Hallo und Willkommen bei den Teich verrückten,.......

Stell das Teil in eine Wind und Wetter geschützte Ecke auf deiner Terrasse.
Alles was oberhalb der Wasseroberfläche ist abschneiden.
Bau dir einen Kasten aus Styrodurplatten außen rum. Oder Schilfmatten und Noppenfolie der Optik wegen.. 
 - auch Unten und oben einen Deckel bauen.

Wenn die Nachtfröste nachlassen, Isolierung und Deckel wieder runter und warten....

Bei mir haben Seerosen im 40 cm tiefen Teich überlebt. 
Ich stell nichts in den Keller. Ich bin in der Rheinebene temperaturverwöhnt.
Also, entweder es überlebt, oder halt nicht. Dann isses nichts für hier.


----------



## Tottoabs (15. Okt. 2015)

Billigen Aquarienheizer mit geringer Watt Zahl da rein hängen. Der wird zwar dauerheizen aber bei einer geringen Watt zahl tut es nicht so weh. 10 bis 15 Watt.


----------



## Flusi (15. Okt. 2015)

Snoopy01 schrieb:


> Die Seerosen muss ich wohl oder übel drinnen überwintern oder?
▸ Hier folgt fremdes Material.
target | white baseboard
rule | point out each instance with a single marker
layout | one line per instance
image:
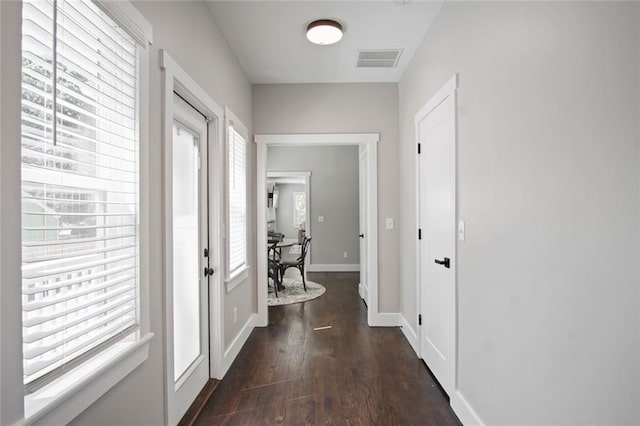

hallo Snoopy, auch von mir herzlich willkommen!
Kennst Du die Namen Deiner Seerosen? Das ist m.E. kriegsentscheidend für die Überlegung - drinnen oder draußen überwintern
Wenn nicht, mach es wie Andreas sagte...
LG Flusi


----------



## pema (16. Okt. 2015)

Herzlich willkommen!
Einen hübschen kleinen Teichbottich hast du dir da geschaffen.
Zu den Seerosen: meine Walter-Pagel Seerose überwintert schon das vierte Jahr im Teich auf 20cm Tiefe. Sie lebt immer noch. Ich gehe mal davon aus, dass du auch eine Zwergrosenart gepflanzt hast...welche, wäre schon wichtig zu wissen.
Das __ Schilf (von dem ich nicht hoffe, das es wirklich Schilf ist-sonst hast du im nächsten Jahr nur noch Schilf im Bottich) ist auf jeden Fall winterfest und verträgt auch das völlige Durchfrieren - so wie die Großzahl aller hier wachsenden Teichpflanzen.
Selbst die __ Schnecken werden den Winter überstehen - auch wenn es friert.
Nur den Schwimmfarn kannst du jetzt schon langsam entfernen, da er nicht winterfest ist und auch schon beginnt, braun zu werden.
Wenn du auf Nummer sicher gehen willst: pack den Bottich ein. Noppenfolie und dieses Sackleinen, das jetzt im Herbst überall zum Winterschutz von Pflanzen verkauft wird. Allerdings erst, wenn es wirklich kalt wird und die Wahrscheinlichkeit besteht, dass der Bottich bis zum Grund durchfriert.
petra


----------



## Ida17 (20. Okt. 2015)

Moin Snoopy und ein herzliches 

Super süß deine kleine Pfütze!
Nach meinen Erfahrungswerten kann man den Kübel auch "mitohnealles" überwintern! Habe selbst einen Mörtelkübel und der steht jetzt seit... öhm 7 Jahren? 
Die __ Sumpfdotterblume ist riesig, ferner dient es als Seerosenanzuchtbecken und die __ Schnecken schneckeln so vor sich rum 
Dieses Jahr wurde er erstmal ausgedünnt und nun stehen diverse Schwertlilienzöglinge und eine große Seerose bei mir im großen Teich!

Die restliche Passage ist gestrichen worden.